Inizia giovanissimo a cantare ispirandosi a cantanti Soul come Ray Charles, Wilson Pickett ed Otis Redding. Porta il funk in Giamaica, tant’è vero che viene soprannominato il “James Brown giamaicano”.

Io lo amo e l’ho amato con tutta me stessa. è l’artista “in levare” che preferisco. Era una spanna davanti a tutti. Grande musicista e cantante. Le sue hit più famose sono senza dubbio “54-46 was my number” in cui Toots racconta della sua esperienza in gattabuia per possesso di marijuana. I numeri presenti nel titolo e nel testo sono quelli cuciti sulla sua divisa da carcerato. Toots con questa canzone vuole anche cantare la sua innocenza:

“I’m not a fool to hurt myself (Non sono pazzo a farmi male da solo)
So I was innocent of what they done to me (Dunque ero innocente per ciò che mi hanno fatto)

They was wrong (Loro si sono sbagliati)”

Colpevolezza o meno, questo brano spacca. Ti fa sentire libero, aldilà delle sbarre.

Poi c’è “Funky Kingston“: dal titolo già si capisce l’influenza funk nelle sonorità.

I want you to believe every thing I do (Voglio che tu creda ad ogni cosa che faccio)
I said music is what I’ve got to give (Ho detto che la musica è ciò che ho avuto modo di dare)
and I’ve got to find some way to make it (e ho avuto modo di trovare un modo per farla)
Music is what I’ve got baby (La musica è quello che ho baby)

TOOTS

Si Toots. Tu eri musica. Nel 2012 Mister “Mocassino bianco” Pitbull ha deciso di estrapolare il ritornello di Funky Kingston per farne un brano su cui sculettare in discoteca. Si chiama “Don’t stop the party”. Ecco, quando sento queste robe mi si accapona la pelle. Si mischia il sacro ed il profano, la seta con gli stracci, la cioccolata con la m. Al tempo stesso mi esalto, perchè in questo modo Toots è entrato nelle orecchie persino alla casalinga di Voghera. Ho provato la stessa sensazione quando usarono il mio brano preferito di Etta James “Something’s got a hold on me” (sempre per farne una versione dance).

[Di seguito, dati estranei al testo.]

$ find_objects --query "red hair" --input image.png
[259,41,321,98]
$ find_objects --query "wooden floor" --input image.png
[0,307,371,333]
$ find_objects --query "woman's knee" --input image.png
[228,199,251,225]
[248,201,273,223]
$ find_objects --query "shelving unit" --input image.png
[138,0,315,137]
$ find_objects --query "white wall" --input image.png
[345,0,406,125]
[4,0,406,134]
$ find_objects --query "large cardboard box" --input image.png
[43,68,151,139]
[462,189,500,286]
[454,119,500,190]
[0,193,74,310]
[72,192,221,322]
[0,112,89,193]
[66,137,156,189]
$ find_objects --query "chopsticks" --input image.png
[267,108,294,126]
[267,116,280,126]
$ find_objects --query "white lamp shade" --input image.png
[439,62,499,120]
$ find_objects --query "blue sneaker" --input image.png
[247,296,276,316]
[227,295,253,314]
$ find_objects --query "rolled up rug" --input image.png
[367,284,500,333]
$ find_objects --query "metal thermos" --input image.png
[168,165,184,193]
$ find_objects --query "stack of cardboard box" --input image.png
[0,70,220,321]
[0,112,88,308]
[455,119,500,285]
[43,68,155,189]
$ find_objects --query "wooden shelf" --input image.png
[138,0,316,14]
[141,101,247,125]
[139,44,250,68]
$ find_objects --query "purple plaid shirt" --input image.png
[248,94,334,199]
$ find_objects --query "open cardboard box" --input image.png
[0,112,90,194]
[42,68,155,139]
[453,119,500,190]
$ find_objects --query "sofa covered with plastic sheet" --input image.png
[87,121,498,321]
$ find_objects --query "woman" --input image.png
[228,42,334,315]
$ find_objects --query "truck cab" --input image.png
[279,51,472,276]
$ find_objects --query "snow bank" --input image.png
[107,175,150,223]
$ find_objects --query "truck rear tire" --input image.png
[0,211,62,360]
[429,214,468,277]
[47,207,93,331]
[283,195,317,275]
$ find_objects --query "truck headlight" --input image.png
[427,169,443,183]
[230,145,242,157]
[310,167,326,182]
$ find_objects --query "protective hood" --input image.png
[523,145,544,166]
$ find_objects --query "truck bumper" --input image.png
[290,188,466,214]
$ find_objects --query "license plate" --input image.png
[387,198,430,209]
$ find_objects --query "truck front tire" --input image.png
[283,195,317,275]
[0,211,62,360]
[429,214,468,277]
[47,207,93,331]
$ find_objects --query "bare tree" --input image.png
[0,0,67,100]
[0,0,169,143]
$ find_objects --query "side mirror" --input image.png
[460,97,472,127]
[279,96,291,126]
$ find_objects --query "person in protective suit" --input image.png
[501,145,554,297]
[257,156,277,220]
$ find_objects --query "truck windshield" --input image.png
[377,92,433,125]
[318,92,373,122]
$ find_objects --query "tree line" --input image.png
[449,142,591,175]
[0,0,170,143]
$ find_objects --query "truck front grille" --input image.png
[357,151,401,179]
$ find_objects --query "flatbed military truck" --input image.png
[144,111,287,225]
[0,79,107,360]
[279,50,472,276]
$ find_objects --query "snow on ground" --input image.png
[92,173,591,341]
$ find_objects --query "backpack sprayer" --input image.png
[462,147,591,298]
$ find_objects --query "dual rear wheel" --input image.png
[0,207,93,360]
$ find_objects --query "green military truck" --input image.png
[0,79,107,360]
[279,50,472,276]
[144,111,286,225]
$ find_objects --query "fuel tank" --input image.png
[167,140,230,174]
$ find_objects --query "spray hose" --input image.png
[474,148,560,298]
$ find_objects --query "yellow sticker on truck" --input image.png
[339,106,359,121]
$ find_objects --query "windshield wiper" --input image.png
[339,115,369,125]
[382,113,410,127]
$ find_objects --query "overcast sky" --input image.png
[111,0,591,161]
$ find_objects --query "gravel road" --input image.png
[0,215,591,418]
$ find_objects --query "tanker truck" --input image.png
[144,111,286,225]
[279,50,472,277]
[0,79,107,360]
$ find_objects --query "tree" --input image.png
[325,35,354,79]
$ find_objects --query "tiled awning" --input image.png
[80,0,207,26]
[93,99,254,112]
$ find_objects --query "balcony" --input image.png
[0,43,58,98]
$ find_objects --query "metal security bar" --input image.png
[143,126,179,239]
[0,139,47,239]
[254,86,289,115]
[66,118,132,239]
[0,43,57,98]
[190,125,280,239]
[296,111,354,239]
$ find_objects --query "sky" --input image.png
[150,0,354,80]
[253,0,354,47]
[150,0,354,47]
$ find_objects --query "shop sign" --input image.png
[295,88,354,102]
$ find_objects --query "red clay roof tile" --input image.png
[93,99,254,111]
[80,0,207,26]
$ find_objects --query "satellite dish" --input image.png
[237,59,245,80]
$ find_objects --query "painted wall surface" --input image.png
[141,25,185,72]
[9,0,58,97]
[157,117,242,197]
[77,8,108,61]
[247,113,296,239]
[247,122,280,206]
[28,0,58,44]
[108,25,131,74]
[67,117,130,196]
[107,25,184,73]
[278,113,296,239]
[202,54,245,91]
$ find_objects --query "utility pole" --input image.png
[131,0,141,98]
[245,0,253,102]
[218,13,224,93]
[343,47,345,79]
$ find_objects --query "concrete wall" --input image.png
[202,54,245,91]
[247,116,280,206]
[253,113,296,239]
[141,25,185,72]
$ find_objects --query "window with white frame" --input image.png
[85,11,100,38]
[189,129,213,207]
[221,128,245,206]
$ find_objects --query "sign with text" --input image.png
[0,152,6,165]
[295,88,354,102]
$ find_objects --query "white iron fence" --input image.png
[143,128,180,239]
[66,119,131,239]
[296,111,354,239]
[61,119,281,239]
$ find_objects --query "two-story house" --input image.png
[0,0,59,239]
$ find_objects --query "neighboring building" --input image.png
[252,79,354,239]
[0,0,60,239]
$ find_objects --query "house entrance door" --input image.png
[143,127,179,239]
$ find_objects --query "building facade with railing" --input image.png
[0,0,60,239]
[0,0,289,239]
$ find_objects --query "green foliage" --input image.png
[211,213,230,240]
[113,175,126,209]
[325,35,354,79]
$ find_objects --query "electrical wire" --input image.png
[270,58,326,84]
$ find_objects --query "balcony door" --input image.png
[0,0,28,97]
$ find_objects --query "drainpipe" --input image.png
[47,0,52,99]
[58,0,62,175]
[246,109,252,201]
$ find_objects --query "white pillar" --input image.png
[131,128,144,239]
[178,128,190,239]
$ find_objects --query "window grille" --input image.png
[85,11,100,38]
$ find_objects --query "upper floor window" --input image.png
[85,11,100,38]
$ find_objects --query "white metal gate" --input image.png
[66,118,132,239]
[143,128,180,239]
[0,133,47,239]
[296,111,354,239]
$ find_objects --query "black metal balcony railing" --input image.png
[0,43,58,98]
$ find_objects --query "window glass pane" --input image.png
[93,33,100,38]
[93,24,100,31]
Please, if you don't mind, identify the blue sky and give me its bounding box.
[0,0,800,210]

Della discografia di Toots non salterei nulla. Ha inciso tutti dischi per i quali non riuscirei mai a “skippare” una canzone. Se mi dicessero quale è la canzone che più ti gasa? Ad occhi chiusi risponderei “Reggae Got Soul”. Durante l’ascolto la mia energia raggiunge dei picchi altissimi. Quando corro e parte nelle cuffie, alzo il volume e mi trasformo in Usain Bolt (che manco farlo apposta è jamaicano), soprattutto la parte in cui inizia il controcanto con il coro femminile. Taglio il traguardo.

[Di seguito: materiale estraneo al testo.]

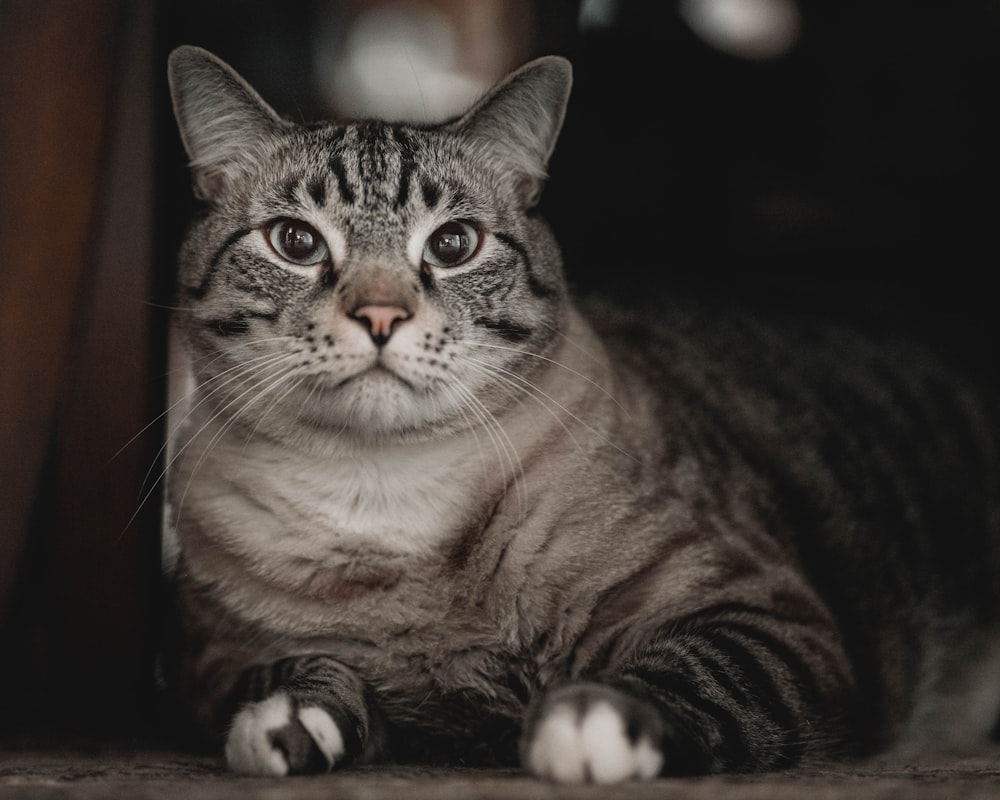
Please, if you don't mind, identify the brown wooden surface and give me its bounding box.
[0,750,1000,800]
[0,0,155,727]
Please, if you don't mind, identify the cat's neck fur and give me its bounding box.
[178,304,615,563]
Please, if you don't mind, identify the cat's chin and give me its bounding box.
[299,367,463,443]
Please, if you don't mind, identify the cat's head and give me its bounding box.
[169,47,571,438]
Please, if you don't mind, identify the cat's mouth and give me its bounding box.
[332,361,417,392]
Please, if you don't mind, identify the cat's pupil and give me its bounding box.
[424,220,479,267]
[268,219,327,265]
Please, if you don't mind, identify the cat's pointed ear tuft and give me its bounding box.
[167,45,287,201]
[454,56,573,207]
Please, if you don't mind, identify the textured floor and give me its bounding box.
[0,746,1000,800]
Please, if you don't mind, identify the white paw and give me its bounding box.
[226,693,344,775]
[527,700,663,783]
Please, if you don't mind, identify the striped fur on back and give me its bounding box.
[166,47,1000,782]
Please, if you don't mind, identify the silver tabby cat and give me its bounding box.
[167,47,1000,782]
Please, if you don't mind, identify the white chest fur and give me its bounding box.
[174,418,499,566]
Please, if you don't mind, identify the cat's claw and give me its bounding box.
[524,684,663,783]
[226,692,345,775]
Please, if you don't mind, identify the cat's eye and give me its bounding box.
[267,219,330,267]
[423,219,480,269]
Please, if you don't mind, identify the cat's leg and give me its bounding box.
[521,624,851,783]
[226,655,381,775]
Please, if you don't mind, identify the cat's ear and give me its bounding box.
[453,56,573,207]
[167,45,287,201]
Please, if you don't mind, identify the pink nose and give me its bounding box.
[348,304,413,347]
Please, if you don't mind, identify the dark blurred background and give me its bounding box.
[0,0,1000,738]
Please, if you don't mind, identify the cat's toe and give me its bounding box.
[226,693,344,775]
[524,684,663,783]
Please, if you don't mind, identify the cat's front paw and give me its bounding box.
[522,683,663,783]
[226,692,345,775]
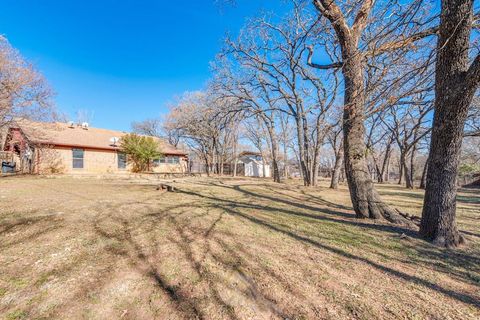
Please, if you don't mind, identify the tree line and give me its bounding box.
[139,0,480,247]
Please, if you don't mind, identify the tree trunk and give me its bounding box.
[295,115,310,186]
[378,140,392,183]
[420,159,428,189]
[420,0,480,247]
[398,149,405,185]
[342,47,411,224]
[330,146,343,189]
[265,122,280,183]
[400,151,413,189]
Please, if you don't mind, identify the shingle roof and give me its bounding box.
[16,120,186,155]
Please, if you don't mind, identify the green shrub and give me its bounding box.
[120,133,162,172]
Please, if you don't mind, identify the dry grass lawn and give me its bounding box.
[0,177,480,320]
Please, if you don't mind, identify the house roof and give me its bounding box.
[10,120,186,156]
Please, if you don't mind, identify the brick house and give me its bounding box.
[3,120,188,174]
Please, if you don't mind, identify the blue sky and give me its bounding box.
[0,0,285,130]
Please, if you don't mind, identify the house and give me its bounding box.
[2,120,188,174]
[237,151,271,177]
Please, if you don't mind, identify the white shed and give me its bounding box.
[238,152,271,178]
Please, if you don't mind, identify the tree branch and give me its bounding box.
[307,46,343,70]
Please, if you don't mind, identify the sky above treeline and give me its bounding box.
[0,0,288,130]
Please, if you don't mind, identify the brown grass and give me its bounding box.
[0,177,480,319]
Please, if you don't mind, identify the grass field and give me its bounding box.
[0,177,480,320]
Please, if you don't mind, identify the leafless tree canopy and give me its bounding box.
[0,36,53,128]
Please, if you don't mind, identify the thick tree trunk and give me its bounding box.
[342,47,411,225]
[330,146,343,189]
[420,0,480,247]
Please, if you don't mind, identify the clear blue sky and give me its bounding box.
[0,0,286,130]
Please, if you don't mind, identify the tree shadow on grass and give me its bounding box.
[94,203,288,320]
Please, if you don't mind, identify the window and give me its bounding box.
[72,149,84,169]
[117,152,127,169]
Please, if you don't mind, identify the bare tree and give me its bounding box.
[420,0,480,247]
[309,0,435,224]
[132,118,162,137]
[0,36,55,129]
[226,2,338,186]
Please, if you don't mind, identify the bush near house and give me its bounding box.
[120,133,162,172]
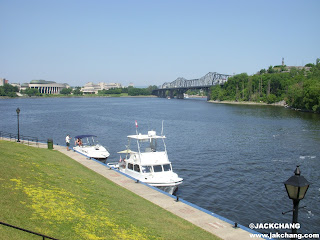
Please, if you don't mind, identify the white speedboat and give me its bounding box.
[107,128,183,194]
[73,135,110,160]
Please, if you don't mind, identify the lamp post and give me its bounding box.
[284,166,310,234]
[16,108,20,142]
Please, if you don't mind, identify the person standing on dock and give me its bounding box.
[66,134,71,151]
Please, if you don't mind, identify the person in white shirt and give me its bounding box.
[66,134,71,151]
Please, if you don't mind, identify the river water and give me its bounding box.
[0,98,320,233]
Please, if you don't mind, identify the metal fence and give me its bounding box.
[0,222,58,240]
[0,131,39,147]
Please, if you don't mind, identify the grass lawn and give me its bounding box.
[0,140,219,240]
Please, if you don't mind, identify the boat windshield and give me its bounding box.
[163,164,171,172]
[133,138,165,153]
[141,166,152,173]
[153,165,162,172]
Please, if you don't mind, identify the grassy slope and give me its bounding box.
[0,141,217,240]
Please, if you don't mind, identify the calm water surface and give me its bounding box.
[0,98,320,233]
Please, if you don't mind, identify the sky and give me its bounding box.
[0,0,320,86]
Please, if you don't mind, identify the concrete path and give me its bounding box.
[4,139,262,240]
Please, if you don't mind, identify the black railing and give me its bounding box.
[0,222,58,240]
[0,131,39,147]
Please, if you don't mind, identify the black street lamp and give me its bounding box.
[16,108,20,142]
[284,166,310,233]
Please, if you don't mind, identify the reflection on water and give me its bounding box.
[0,98,320,233]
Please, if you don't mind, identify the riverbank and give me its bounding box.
[0,141,259,240]
[0,140,219,240]
[208,100,287,107]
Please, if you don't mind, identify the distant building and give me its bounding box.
[21,80,70,94]
[80,82,122,94]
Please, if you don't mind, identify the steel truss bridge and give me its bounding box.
[152,72,231,100]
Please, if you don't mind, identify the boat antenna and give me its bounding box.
[161,120,163,136]
[136,120,138,135]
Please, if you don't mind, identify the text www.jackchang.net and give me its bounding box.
[250,232,320,239]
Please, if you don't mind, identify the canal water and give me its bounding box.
[0,98,320,233]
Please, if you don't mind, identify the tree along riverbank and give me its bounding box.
[211,59,320,113]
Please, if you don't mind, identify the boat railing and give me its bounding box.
[0,131,40,147]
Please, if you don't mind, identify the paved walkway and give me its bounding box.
[4,139,261,240]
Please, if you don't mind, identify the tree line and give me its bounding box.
[211,59,320,112]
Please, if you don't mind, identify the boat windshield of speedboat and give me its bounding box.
[73,135,110,160]
[108,128,183,194]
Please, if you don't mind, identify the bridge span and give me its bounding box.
[152,72,231,100]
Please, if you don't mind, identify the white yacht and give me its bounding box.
[108,128,183,194]
[73,135,110,160]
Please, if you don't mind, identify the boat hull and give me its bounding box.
[73,146,110,161]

Ho la fortuna di avere un fratello che mi ama tanto, che mi conosce meglio di chiunque altro, che sa (senza che io dia input) quale biglietto del concerto regalarmi per il compleanno o per il Natale.

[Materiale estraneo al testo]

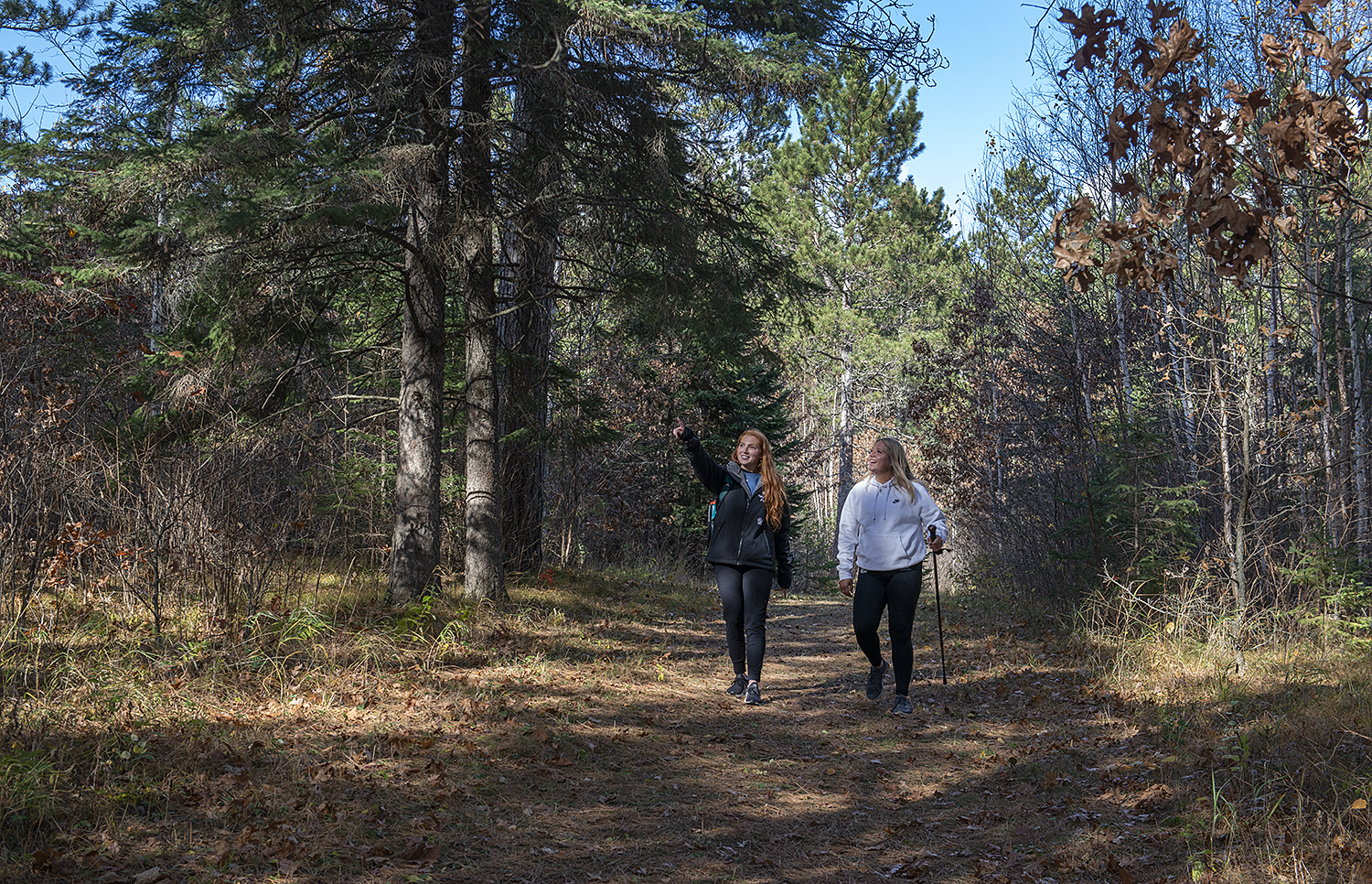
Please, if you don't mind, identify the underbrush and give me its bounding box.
[1076,589,1372,884]
[0,570,715,873]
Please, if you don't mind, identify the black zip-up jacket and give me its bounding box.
[682,428,790,590]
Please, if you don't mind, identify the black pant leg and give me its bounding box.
[853,571,886,667]
[886,563,924,695]
[715,565,744,675]
[743,568,774,681]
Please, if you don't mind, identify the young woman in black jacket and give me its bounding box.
[672,417,790,705]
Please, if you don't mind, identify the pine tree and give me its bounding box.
[759,49,955,535]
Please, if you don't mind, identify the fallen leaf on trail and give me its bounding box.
[1106,857,1133,884]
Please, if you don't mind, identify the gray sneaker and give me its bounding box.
[867,661,891,700]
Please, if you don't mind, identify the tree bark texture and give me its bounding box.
[390,0,453,606]
[457,3,507,604]
[499,5,568,571]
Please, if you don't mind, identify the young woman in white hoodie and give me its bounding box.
[839,437,949,716]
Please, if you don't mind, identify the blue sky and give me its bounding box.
[0,0,1056,225]
[906,0,1056,228]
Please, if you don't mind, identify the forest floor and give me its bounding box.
[0,573,1372,884]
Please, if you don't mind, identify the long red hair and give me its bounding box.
[734,428,787,532]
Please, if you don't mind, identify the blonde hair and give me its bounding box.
[734,428,787,532]
[873,437,916,500]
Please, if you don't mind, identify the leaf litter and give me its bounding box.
[0,577,1367,884]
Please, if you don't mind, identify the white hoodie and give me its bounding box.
[839,477,949,581]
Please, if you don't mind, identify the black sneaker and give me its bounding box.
[867,661,891,700]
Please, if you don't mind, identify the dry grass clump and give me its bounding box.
[1081,593,1372,883]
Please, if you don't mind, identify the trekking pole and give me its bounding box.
[929,526,949,685]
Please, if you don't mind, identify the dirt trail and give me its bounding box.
[27,576,1190,884]
[441,595,1190,884]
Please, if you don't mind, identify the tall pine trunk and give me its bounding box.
[499,5,567,571]
[390,0,453,606]
[457,0,507,603]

Il 21 Giugno 2017, giorno del mio 28esimo compleanno, mi ha donato il ticket per il concerto di Toots & The Maytals. Inutile dirvi che gli saltai addosso riempiendolo di bacini. Quel 2 Agosto partimmo appena usciti da lavorare. Direzione Marina di Massa. Dopo aver sbranato due panetti durante il viaggio (zero soste per evitare di arrivare in ritardo) giungiamo al Parco Ugo Pisa prendiamo due birrette. Iniziamo a sentire le good vibes tipica dei concerti “in levare”. Gente rilassata che non vuole accapparrarsi la prima fila sgomitando. La priorità è avere lo spazio vitale per potersi muovere e dondolare. Ad un certo punto le luci si abbassano ed entra sul palco uno dei miei idoli. Inizia a cantare, i bassi mi rimbombano nella cassa toracica. Mi giro verso Ivan. Ci guardiamo, poi chiudiamo gli occhi e cominciamo a ballare cullati da Toots. Le nostre maglie, dopo due ore di concerto sono da strizzare, ho una ventina di punture di zanzara, i piedi zozzi di terra, ma ho pure un gigantesco sorriso da ebete che mi dura fino al momento in cui poso la testa sul cuscino.